Estoy harto de que me riñan. Soy un ciudadano cansado. Yo, que he visto desaparecer el MSN Messenger, que he visto acabar Arrayán, que vi el debut de Borrell en el Debate sobre el estado de la nación de 1998, comiendo galletas Príncipe, sentado en el suelo de mi salón, que sufrí lo del Odense; que recuerdo a Verónica Pérez, rodeada de micrófonos, decir «la única autoridad en el PSOE ahora mismo soy yo», que me peleé por un balón de Nivea, qué compartí perol con Herminio Trigo. Yo, que milité en el Sindicato de Estudiantes, que fui delegado de clase tres o cuatro cursos en EGB, que una vez soñé con cambiar el mundo desde la tribuna de oradores, que una vez estuve cerca de alistarme en una batucada; asisto ahora a este desmoronamiento de lo público. A esta burocracia caprichosa. A estos discursos mascados, enlatados, glutamáticos, tan emocionantes como el tofu, tan profundos como el ataúd de un tranchete. Este universo del yo. Este cementerio de identidades. Pechos hinchados y moños altos. Barbas perfiladas y fulares morados. Esta política de escaparate. Estos partidos embrutecidos. Ofensas y mamandurrias. Y mientras tanto, los de siempre, bailando los varales, trayendo las bolsas del supermercado, sacando tiempo de donde no hay para que no se marchiten las familias, las amistades, ni los amores de verano.

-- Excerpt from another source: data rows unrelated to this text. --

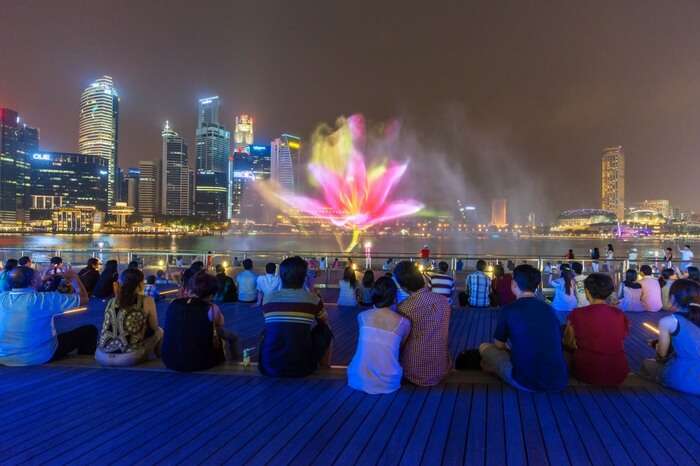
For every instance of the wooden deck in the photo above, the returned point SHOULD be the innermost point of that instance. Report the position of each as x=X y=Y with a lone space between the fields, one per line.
x=63 y=414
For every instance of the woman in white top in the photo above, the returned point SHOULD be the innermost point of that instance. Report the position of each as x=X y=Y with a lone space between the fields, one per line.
x=348 y=288
x=630 y=294
x=375 y=367
x=564 y=290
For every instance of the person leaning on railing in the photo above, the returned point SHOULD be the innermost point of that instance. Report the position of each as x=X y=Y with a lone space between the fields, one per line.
x=27 y=332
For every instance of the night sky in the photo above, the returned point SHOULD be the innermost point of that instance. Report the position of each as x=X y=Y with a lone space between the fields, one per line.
x=512 y=96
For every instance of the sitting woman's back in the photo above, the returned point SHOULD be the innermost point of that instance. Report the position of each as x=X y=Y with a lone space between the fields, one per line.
x=375 y=367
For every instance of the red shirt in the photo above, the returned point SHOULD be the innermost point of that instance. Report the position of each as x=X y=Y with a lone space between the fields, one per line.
x=600 y=331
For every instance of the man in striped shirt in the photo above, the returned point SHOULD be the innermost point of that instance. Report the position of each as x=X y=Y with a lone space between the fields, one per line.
x=440 y=282
x=296 y=339
x=479 y=286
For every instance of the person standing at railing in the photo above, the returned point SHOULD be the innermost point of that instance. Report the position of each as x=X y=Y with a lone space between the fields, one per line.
x=27 y=333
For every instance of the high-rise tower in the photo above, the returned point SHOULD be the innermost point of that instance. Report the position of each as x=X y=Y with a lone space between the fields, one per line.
x=613 y=181
x=99 y=128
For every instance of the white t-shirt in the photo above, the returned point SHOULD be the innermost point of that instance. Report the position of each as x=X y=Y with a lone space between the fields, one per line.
x=27 y=333
x=268 y=283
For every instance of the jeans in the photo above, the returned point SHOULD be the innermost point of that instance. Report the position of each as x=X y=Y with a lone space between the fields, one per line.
x=83 y=339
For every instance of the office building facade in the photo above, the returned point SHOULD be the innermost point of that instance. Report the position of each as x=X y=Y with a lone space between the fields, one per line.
x=213 y=143
x=175 y=179
x=613 y=181
x=99 y=128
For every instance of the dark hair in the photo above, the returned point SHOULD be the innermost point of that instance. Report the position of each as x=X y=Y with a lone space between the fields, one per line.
x=577 y=267
x=293 y=272
x=350 y=277
x=384 y=292
x=665 y=276
x=599 y=285
x=129 y=282
x=10 y=264
x=527 y=277
x=368 y=279
x=21 y=277
x=631 y=279
x=408 y=276
x=686 y=292
x=203 y=285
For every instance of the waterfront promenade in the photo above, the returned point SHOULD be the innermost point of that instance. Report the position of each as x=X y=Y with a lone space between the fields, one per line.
x=73 y=412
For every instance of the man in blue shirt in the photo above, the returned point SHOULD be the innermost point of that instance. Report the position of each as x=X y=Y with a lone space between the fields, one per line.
x=535 y=361
x=27 y=333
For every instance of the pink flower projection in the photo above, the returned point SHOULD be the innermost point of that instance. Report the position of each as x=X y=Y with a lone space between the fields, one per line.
x=352 y=196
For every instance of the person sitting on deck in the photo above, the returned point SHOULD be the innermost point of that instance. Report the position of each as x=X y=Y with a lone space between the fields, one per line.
x=297 y=338
x=150 y=289
x=677 y=363
x=425 y=357
x=226 y=292
x=479 y=286
x=651 y=290
x=246 y=283
x=366 y=286
x=564 y=290
x=501 y=286
x=194 y=337
x=441 y=282
x=535 y=361
x=630 y=294
x=27 y=332
x=267 y=283
x=375 y=367
x=596 y=335
x=10 y=265
x=130 y=331
x=108 y=278
x=580 y=289
x=348 y=288
x=90 y=274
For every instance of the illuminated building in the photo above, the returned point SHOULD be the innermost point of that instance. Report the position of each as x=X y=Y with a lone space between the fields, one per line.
x=62 y=179
x=77 y=219
x=99 y=128
x=249 y=168
x=499 y=213
x=660 y=206
x=121 y=212
x=175 y=197
x=149 y=188
x=212 y=168
x=613 y=181
x=584 y=219
x=285 y=161
x=17 y=141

Como socialista asintomático que soy, hacía muchos años que no asistía a la política nacional con tanto desencanto. No es aburrimiento, es tristeza. No es nostalgia, es desesperanza. Me sorprenden los bandazos. Una cosa es cambiar de opinión, que es un placer al que aspiramos algunos seres humanos, y otra es decir una cosa y la contraria en apenas un puñado de semanas. La impunidad de muchos representantes públicos cuando afrontan, con una sonrisa, estos virajes, me inquieta. O somos desmemoriados o hemos bajado las exigencias. Yo creo que todos los políticos no son iguales, pero que empiezan a confundirse unos con otros. Son como esos actores a los que se les nota incómodos pronunciando la mala frase de un guión. Como diciendo «menuda película de mierda estoy rodando», pero sabiendo que su papel está muy bien pagado.

Se cuestiona mucho la capacidad de los que mandan, pero muy poco el mérito de los que obedecemos. Como si la virtud de los políticos no fuera, al fin y al cabo, un producto de nuestra inteligencia como votantes. Nosotros elegimos quienes son los que cortan el bacalao que nos vamos a comer; qué mínimo que estar pendientes. Tener ideología no es legar nuestras inquietudes a unas siglas de partido. Ni comprar packs de pensamiento como si fueran latas de cerveza anilladas en la vitrina del supermercado. Doy por hecho que es un proceso más aristado, pero también un deber: entender de qué va la vaina y actuar en consecuencia. La pereza responde a algunas de las más complejas preguntas de nuestra sociedad. A veces creemos que la maldad y la idiotez causan nuestras desgracias, pero casi siempre es la desgana, la más elemental vaguería, la que impide que seamos mejores, que creemos mejores estructuras, que crezca este nosotros desarrapado.

Cada paraíso tiene su huracán, cada persona tiene sus debilidades. Pero nos iría mejor poniéndonos serios de vez en cuando y no comprando todo lo que nos ponen los mercaderes por delante. Dejar de sentirnos culpables. Mirar un poco arriba. Dudar de quien dice que nos quiere. Ser honestos con lo que votamos. Hacernos los interesantes, no trincar la primera papeleta que el odio o el aburrimiento ha puesto en nuestro camino. Escribo esto recién apagado el televisor tras una moción de censura donde no ganó nadie y sólo perdimos nosotros. No os confundáis. Funestas prioridades. Para nuestros representantes solo era un día más en la oficina. Para millones de personas, solo un día más, mirando la pantalla desde el sofá, sin tener un sitio a donde ir a trabajar.